On Wednesday, that judge, Federal Magistrate Judge Robert Levy, ruled that Hynes would not be spared. Hynes, based on the judge's ruling, will have to sit for a deposition with Collins' lawyer, Joel Rudin, in August. The judge also rejected the city's bid to keep the deposition sealed. Hynes, who is running for a seventh term, is set to square off in a Democratic primary in September.
Outside the courtroom in Brooklyn, Collins said he was excited about the prospect of questioning Hynes.
"I think it's finally vindication to really confront him and have him answer under oath why he permitted the horrendous misconduct in my case to occur and why he failed to do anything about it," Collins said.

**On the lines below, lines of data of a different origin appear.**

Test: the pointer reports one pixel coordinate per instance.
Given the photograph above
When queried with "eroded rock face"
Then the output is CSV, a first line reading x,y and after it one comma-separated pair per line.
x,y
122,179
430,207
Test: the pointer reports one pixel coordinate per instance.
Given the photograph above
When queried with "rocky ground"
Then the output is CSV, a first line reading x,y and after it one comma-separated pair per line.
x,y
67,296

Lawyers for the city have rejected the claims that Hynes has been condoning misconduct. And they have portrayed Rudin's efforts to question him under oath as a stunt to humiliate the district attorney.

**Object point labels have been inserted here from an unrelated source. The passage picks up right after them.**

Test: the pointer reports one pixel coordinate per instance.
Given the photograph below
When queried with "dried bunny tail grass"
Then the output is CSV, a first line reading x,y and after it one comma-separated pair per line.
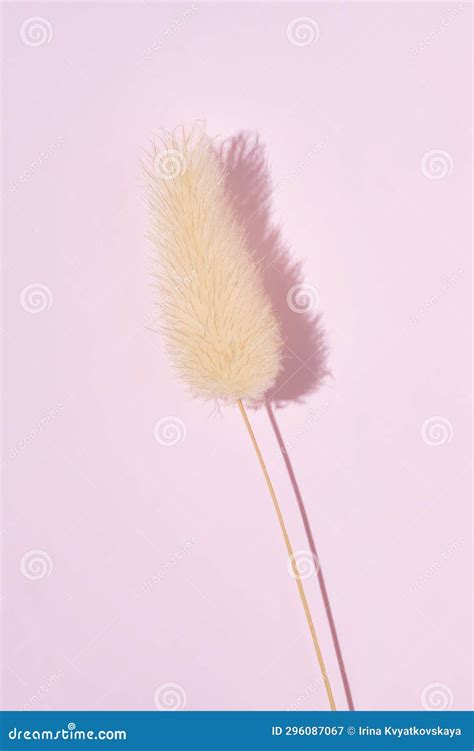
x,y
221,332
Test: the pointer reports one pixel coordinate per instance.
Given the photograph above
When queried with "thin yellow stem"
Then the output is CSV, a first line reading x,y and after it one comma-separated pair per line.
x,y
291,556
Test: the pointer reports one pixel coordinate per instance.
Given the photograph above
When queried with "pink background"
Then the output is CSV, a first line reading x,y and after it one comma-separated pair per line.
x,y
384,242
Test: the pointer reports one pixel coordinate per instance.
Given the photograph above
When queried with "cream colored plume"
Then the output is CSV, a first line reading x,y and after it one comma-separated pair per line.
x,y
221,332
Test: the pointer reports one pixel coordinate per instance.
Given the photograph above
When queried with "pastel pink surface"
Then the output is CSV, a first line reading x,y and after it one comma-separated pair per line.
x,y
123,609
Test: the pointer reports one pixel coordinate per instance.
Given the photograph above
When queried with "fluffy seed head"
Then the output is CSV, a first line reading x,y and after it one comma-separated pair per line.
x,y
221,332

"Regrettably, plaintiff's fierce resistance to deposing other senior officials, together with his apparent proclivity to litigate this case in the press, betrays his motives: To embarrass the District Attorney by ambushing him with pointed questions from 50 separate cases that have been litigated in his office for the past 30 years or more, and then to play 'gotcha' when the DA understandably cannot recall specifics or details," city lawyers said in court papers.
Rudin has alleged in the lawsuit that Hynes' tacit policy of overlooking misconduct has led to repeated instances in which witnesses were secretly coerced into giving false testimony, exculpatory evidence was withheld, and coverups were mounted when defendants appealed. Rudin has asserted that he has found nearly 60 cases in which some or all of that kind of misconduct took place. In all those instances, Rudin asserts, no prosecutor involved was ever disciplined. Instead, he has claimed in court papers, Hynes has "praised and promoted them, thereby encouraging future constitutional violations to occur."

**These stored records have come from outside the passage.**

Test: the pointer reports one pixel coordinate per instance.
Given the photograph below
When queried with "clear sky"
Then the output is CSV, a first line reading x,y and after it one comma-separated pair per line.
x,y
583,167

Rudin has also argued that the pervasiveness of misconduct in Hynes' office demonstrates that prosecutors are improperly trained to handle exculpatory evidence when they discover it. In fact, he claims that prosecutors "were permitted and/or encouraged to refrain from making any record of false or inconsistent out-of-court statements of prospective prosecution witnesses." That way, they'd never have to turn such material over to the defense as the law requires, Rudin has claimed in the lawsuit.
All of this, Rudin has alleged, produced "overall deliberate indifference" to misconduct in Hynes' office. And that attitude, he has said, helped explain the misconduct that Rudin has alleged against the lead prosecutor in Collins' murder case decades ago. Rudin has accused that prosecutor, Michael Vecchione, of having engineered false testimony against Collins and then having overseen an effort to deny him access to records that might have freed him from prison. Collins was released after 16 years after he won a rare bid in federal court to have his case re-examined.
Vecchione has denied each and every one of Rudin's claims, and lawyers for the city have continued to insist that Collins is guilty.
Vecchione was scheduled to be deposed by Rudin on Friday. However, Vecchione, who has been a principal character in CBS' current series "Brooklyn DA," had asked to have the deposition postponed because he was busy on a case. Judge Levy, however, ordered that Vecchione be deposed no later than June 24.
At the hearing, the city withdrew its argument that certain emails and other records turned over to Rudin and Collins by Hynes' office be kept under court seal.